Published 9/11/2025 09:19 | Edited 11/09/2025 09:23
Defense Minister Sébastien Leconnu, 39, assumed on Wednesday as the new Prime Minister of France in the midst of a national wave of protests against the government’s economic policy.
Appointed by President Emmanuel Macron to replace François Bayrou, who fell after a defeat in a vote of confidence in the National Assembly, the military begins the position surrounded by criticism and street mobilizations that broke out this Wednesday in the baptized movement as “blocked everything.”
According to the Interior Ministry, 473 people were arrested and 80,000 police officers were mobilized across the country, including 6,000 in Paris.
About 200 thousand protesters participated in the acts, according to estimates from the French press. The Ministry of Education reported that one hundred schools were affected, 27 of them fully blocked, train stations were paralyzed and bars and restaurants remained closed in the country.
The protests spread throughout cities such as Paris, Nantes, Rennes and Montpellier. There were blockages of highways, burned buses and barrels in flames. In Paris, students and workers raised barriers near Gare du Nord station, the country’s main and center of Châtelet. A restaurant in the 1st arrondissement was hit by fire.
The streets exposed dissatisfaction with the continuity of austerity policy. “The 2026 budget is a social destruction budget. Even with Bayrou out, the poor are still targeted,” said Elodie, 34, a preschool teacher, in an interview with CNN.
“We want another type of government,” Emma, 17, a student of Sorbonne, told Reuters. “The problem is Macron, not the ministers. He has to leave,” said Fred, CGT leader at RATP.

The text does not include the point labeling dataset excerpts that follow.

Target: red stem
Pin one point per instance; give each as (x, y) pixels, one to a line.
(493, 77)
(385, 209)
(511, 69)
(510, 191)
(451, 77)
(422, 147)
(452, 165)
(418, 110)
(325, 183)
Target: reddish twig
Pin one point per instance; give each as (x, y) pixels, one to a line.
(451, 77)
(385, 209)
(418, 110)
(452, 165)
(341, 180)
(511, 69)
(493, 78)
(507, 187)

Improly France classified Leconnu’s appointment as a provocation. Movement coordinator Manuel Bompard announced that he will present a motion of censorship if the new Prime Minister does not ask for a vote of confidence to the Assembly. Jean-Luc Mélenchon also called the choice of “sad comedy of contempt for parliament.”

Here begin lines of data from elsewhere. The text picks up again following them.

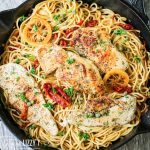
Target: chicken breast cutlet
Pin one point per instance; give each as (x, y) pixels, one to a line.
(96, 46)
(21, 90)
(104, 111)
(81, 74)
(51, 58)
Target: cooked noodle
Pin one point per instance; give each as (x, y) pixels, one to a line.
(138, 72)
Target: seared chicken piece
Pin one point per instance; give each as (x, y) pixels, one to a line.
(81, 74)
(97, 46)
(51, 58)
(102, 112)
(25, 96)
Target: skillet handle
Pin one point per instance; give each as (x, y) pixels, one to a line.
(6, 23)
(138, 5)
(145, 121)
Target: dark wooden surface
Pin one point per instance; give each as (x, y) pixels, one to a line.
(7, 140)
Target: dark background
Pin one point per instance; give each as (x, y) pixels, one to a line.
(140, 142)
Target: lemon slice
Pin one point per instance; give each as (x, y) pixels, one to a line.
(37, 32)
(116, 78)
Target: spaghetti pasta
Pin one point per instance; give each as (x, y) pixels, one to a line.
(57, 21)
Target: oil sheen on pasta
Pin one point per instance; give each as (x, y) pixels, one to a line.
(65, 17)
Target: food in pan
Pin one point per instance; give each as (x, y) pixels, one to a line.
(75, 75)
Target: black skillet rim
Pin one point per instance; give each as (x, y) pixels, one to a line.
(13, 127)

Leconnu, an ally close to the president, is the only minister present in all Macron governments since 2017. He began at the conservative party Les Républicates and projected as the face of French rearmament, conducting the law that provides € 413 billion in defense spending by 2030 by 2023.
He is also close to figures such as Marine Le Pen, with whom he kept controversial dinners, which reinforced criticism of his appointment.
The new prime minister will be immediately challenged to negotiate the 2026 budget in a divided parliament, where the two predecessors have already been overthrown because of this agenda.
Macron pressures for an agreement with socialists and republicans, but both resist sustaining the government. Socialist Party leader Olivier Faure signaled openness to discuss less drastic cuts, but warned: “If we are being wrapped, we will bring the government.”
The PS broke with Melenchon and Bompard’s Insubmissa France, and runs the risk of being left out of Parliament in the next elections, according to recent surveys. Therefore, the socialists try an approximation with the right -wing right as a form of political survival, even if they betray their principles.
The demonstrations resemble the 2018 and 2019 yellow vest movement, but with another social base.
The press points out that current protests have a strong participation of young students, with speeches focused on social justice and fighting inequalities. A new national journey of strikes and stoppages was summoned to September 18, with the adhesion of trade union centrals.
In article published in Libérationcolumnist Jonathan Bouchet-Petersen said the government was going to measure mobilization only by the number of protesters. For him, the choice of Leconnu is “oil in social fire” and highlights the mismatch between calm in mattignon and the noise of the streets. According to cited research, two thirds of the French want Macron to leave, and 25% say they feel “disgust” by the president.